[Guest Post by Lee Stranahan. Crossposted at LeeStranahan.com]
If you want to preserve the political status quo, feel free to ignore this post.
Ken Vogel has a piece over at Politico that conservatives, libertarians and independent political activists would do well to listen to. It has a somewhat misleading title — Right Seeks Edge in Opposition Wars — but the main thrust of the piece is that liberal organizations like Media Matters for America, Center for American Progress and Talking Points Memo are outflanking their political opponents and that currently there is simply no equivalent on the other side. The article mentions right-wing watchdog groups like Media Research Center, Accuracy in Media and Judicial Watch but sums them all up with this money quote….
“They’re not terribly effective. At all,” said a conservative activist who has worked with research groups.
Reading Ken Vogel’s piece gave me an affirmation of something I’ve noticed ever since I began to cautiously step out from the liberal world a few months ago – there are a few significant structural flaws on the right that allow the left to run roughshod with the truth. The reason I called Ken Vogel’s title somewhat misleading is that I don’t see the issue as being so much about "digging up dirt" on the opposition as it is about efficient objection handling.
There are two parts to the Democratic new-media machinery; information gathering and reporting from groups like Media Matters followed with rapid action from groups like MoveOn.org. And it should be noted both parts of this machine are in eternal fundraising mode, without apology.
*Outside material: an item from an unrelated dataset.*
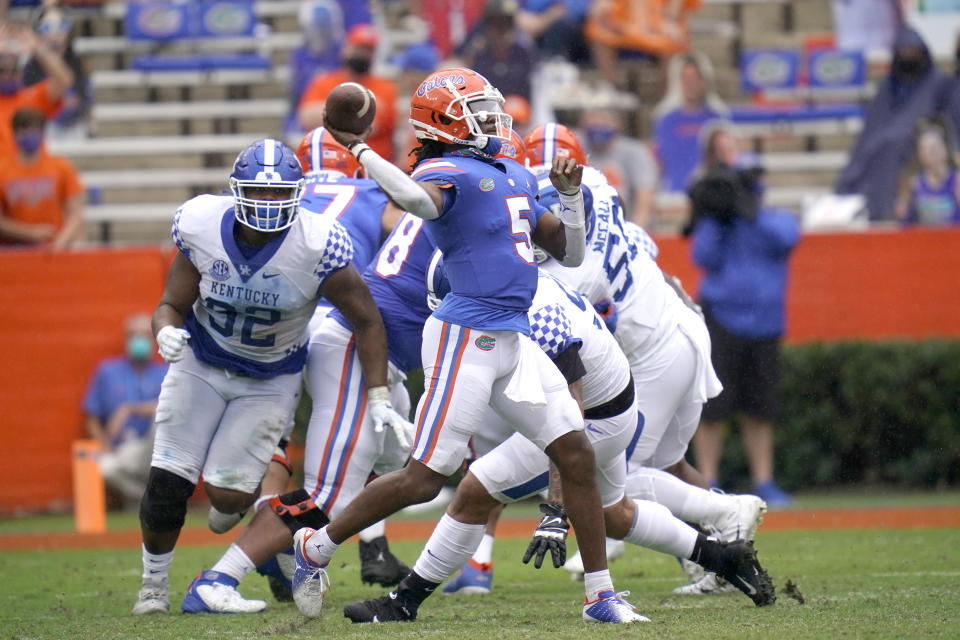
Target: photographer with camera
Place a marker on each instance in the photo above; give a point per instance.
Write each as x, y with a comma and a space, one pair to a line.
743, 249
It starts with the reporting. What’s significant about organizations like Media Matters for America and the news site Talking Points Memo is that they are effectively able to render what I’ve described in the past as "the optics of objectivity." In other words, without close examination they appear to be making factual arguments and a solid rational case against policy positions. They provide the grist for the mill that goes out to DailyKos diarists, left-wing bloggers and ultimately the mainstream media.
This is quickly followed up by some sort of action – the petition, boycott, letter writing campaign, protest, houseparty, meet-up, caller banks or other method of getting people involved. The purpose of this section is twofold. First, there’s the practical benefit of a congressman getting 1000 emails in his inbox, for instance. But beyond that, this sort of involvement has a psychological effect of making the participant feel like they’re involved in something bigger which in turn makes it easier to get other actions from them in the future, such as voting.
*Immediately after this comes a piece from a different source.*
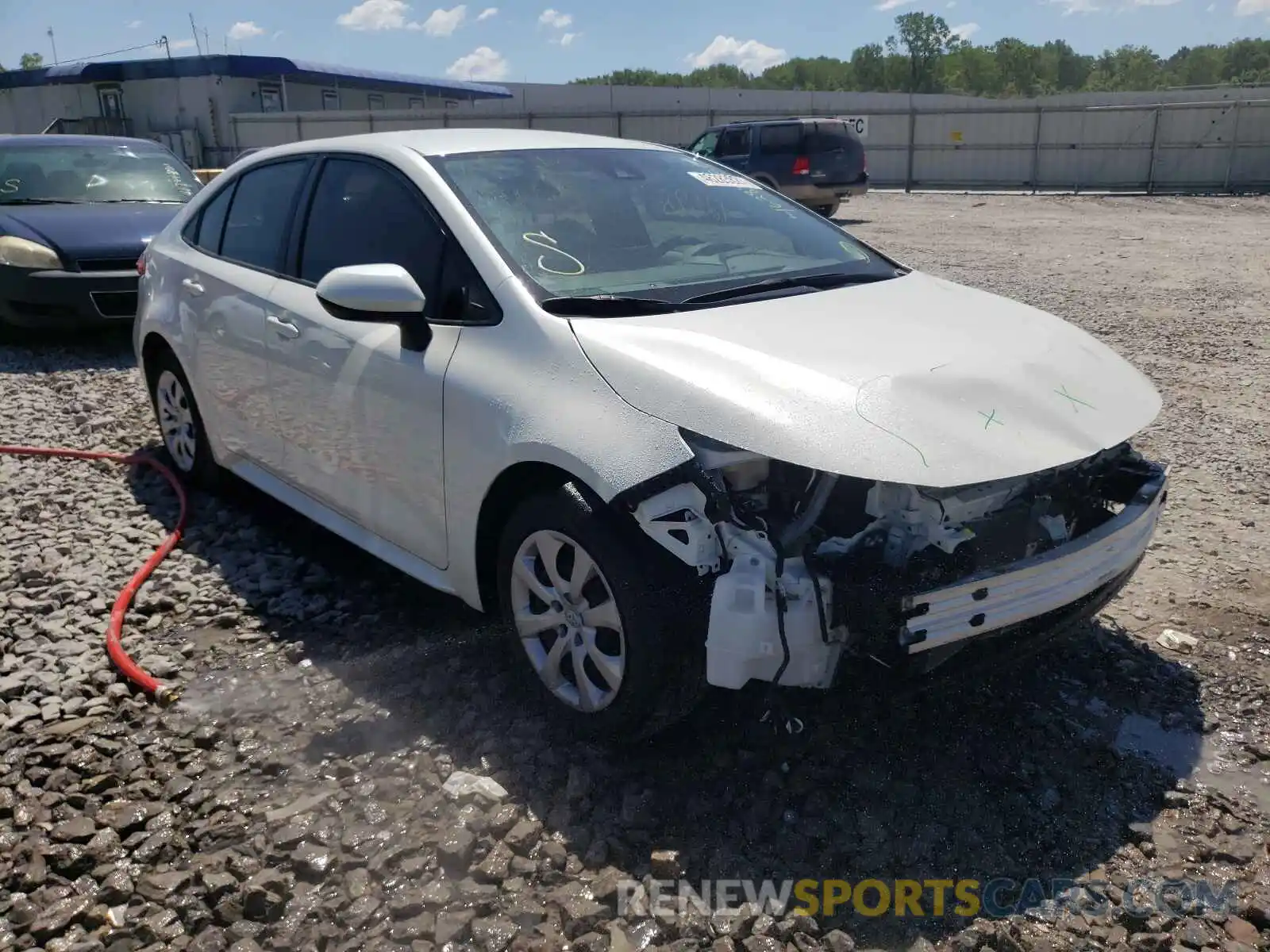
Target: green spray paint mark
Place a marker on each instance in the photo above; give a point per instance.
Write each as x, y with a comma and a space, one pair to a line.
1073, 400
When I began talking to and working with people on the right, I was really surprised to find out that there was no equivalent of these groups group like MoveOn.org, for example. Forget ideology for a second and just look at the structure of what MoveOn does.. MoveOn.org is very good at organizing people, getting messaging out that penetrates the mainstream media, and doing the sort of fundraising that is necessary to keep its operation going. Additionally, a group like MoveOn.org is a very modern organization that doesn’t have significant overhead or an overly complex org chart. I produced and directed a number of videos for MoveOn and I can tell you firsthand that they are thrifty. For example, none of videos I worked on them with used (more expensive) union voice over talent.
Here’s a quick example of why this matters. The absence of a "nonliberal MoveOn.org" came up as a practical issue with me while working on the Pigford “black farmers’ story. While working on my documentary, I shot interviews with farmers who met with Georgia Democratic Congressman Sanford Bishop and told him about corruption in the Pigford settlement, only to have him respond that they should keep quiet about the corruption because if Pigford were investigated "they’ll shut this thing down." Bishop has admitted to this conversation on the record and said that is not his job to monitor corruption.
If we had this sort of solid evidence of a Republican congressman knowingly allowing fraud to continue and it had broken in someplace like Talking Points Memo, it would have quickly turned into an action item by group like MoveOn then made national headlines and that politician likely would’ve been run out of town on a rail.
As it was we broke this information and released videos. We are able to get some press in Georgia and to get any number of people who read the story on the right to grumble about what a crook Sanford Bishop was – but with no real organizational machinery to get the story out and most importantly to get people to take action, the significant story withered on the vine.
How many stories get lost this way?
It’s not enough to complain all day that the mainstream media has a liberal bias. Okay, they do. But guess what? All you’re doing there is defining the problem. That’s an important first step but it’s not enough.
What you’re missing is a solution.
– Lee Stranahan
UPDATE BY PATTERICO: Thanks to Instapundit for the link. Prof. Reynolds may be the closest thing we have to organizational machinery — and he’s (allegedly) just one man.